PyTrial API & Pipeline

Table of Contents

As described in Intro 1: Overview of PyTrial, PyTrial maintains a consistent user interface, including common functions like fit, predict, save_model, and load_model. Each task is defined by its input and output data.

Therefore, the general pipeline is as follows, we take a patient-level outcome prediction task as an example:

  1. Prepare the input data for the task.

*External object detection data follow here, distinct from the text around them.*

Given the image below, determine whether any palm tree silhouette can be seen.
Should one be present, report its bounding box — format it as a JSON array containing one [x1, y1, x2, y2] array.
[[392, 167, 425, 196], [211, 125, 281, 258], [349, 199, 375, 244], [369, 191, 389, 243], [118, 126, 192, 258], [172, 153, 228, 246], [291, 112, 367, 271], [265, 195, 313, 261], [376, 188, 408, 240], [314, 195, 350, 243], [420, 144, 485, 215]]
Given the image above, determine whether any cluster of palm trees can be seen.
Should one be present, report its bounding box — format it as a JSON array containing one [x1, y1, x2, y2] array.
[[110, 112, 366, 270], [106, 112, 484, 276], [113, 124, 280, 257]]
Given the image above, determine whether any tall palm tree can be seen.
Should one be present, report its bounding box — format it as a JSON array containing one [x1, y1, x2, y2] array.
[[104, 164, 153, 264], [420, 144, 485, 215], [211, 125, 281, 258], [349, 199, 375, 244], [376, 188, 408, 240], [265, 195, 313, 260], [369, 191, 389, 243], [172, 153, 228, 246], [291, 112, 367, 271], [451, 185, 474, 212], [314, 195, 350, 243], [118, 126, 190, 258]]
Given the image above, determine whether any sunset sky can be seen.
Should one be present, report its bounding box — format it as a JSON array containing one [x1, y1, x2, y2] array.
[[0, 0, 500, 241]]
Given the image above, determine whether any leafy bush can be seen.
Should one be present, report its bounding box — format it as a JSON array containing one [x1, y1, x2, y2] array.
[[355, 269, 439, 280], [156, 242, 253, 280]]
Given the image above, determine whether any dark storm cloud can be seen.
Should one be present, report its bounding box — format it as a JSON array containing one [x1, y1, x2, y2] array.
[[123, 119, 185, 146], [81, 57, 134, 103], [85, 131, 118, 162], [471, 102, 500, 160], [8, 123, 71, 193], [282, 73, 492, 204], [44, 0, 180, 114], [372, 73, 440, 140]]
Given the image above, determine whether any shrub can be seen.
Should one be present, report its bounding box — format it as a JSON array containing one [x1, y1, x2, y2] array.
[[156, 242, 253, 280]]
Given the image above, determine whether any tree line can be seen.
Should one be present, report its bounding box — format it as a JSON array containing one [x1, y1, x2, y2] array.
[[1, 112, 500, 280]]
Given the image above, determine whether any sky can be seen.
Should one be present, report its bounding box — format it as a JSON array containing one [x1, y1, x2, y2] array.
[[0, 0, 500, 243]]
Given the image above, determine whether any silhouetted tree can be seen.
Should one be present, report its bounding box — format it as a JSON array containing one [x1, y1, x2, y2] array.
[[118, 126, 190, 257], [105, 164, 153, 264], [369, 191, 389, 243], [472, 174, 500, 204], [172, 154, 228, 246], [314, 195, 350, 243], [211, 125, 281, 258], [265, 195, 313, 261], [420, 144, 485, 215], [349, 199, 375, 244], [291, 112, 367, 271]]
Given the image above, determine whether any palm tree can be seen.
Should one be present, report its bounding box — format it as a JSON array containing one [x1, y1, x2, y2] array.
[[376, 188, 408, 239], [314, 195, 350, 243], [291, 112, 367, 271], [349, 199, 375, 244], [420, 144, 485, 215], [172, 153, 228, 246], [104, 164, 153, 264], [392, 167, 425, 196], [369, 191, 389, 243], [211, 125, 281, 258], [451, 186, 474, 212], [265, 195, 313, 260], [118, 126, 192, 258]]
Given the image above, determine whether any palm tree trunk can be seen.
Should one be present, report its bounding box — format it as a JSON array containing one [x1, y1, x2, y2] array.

from pytrial.data.patient_data import TabularPatientBase
from pytrial.utils.tabular_utils import MinMaxScaler
from pytrial.utils.tabular_utils import read_csv_to_df

# Read the data
df = read_csv_to_df('./tabular_patient_outcome_data.csv', index_col=0)
label = df['target_label']
df = df.drop(['target_label'], axis=1)

# Build the dataset for the specific task
# Here, we are working on individual patient level outcome prediction taking tabular inputs.
dataset = TabularPatientBase(df,
    metadata={
        'transformers':
            {'age': MinMaxScaler()}, # specify the data transformation for specific columns
    })
  1. Import the models from the corresponding pytrial.tasks module.

from pytrial.tasks.indiv_outcome.tabular import LogisticRegression

model = LogisticRegression()
  1. Train the model using the fit function.

model.fit(
    {
    'x': dataset,
    'y': label,
    }
)
  1. Make the prediction using the predict function. And save the model using the save_model function.

# make predictions
ypred = model.predict({'x': dataset})

# save the model
model.save_model('./model')

We can see that, except for the first step for data preparation, the rest of the steps are rather straightforward. For the sake of supporting the data preparation, we provide a set of basic dataset classes in the pytrial.data module. We also provide a set of children classes of them for the specific tasks, e.g., pytrial.tasks.trial_patient_match.data.PatientData and pytrial.tasks.trial_patient_match.data.TrialData considering the trial-patient matching task.

We will go through each task with concrete examples in the next chapters.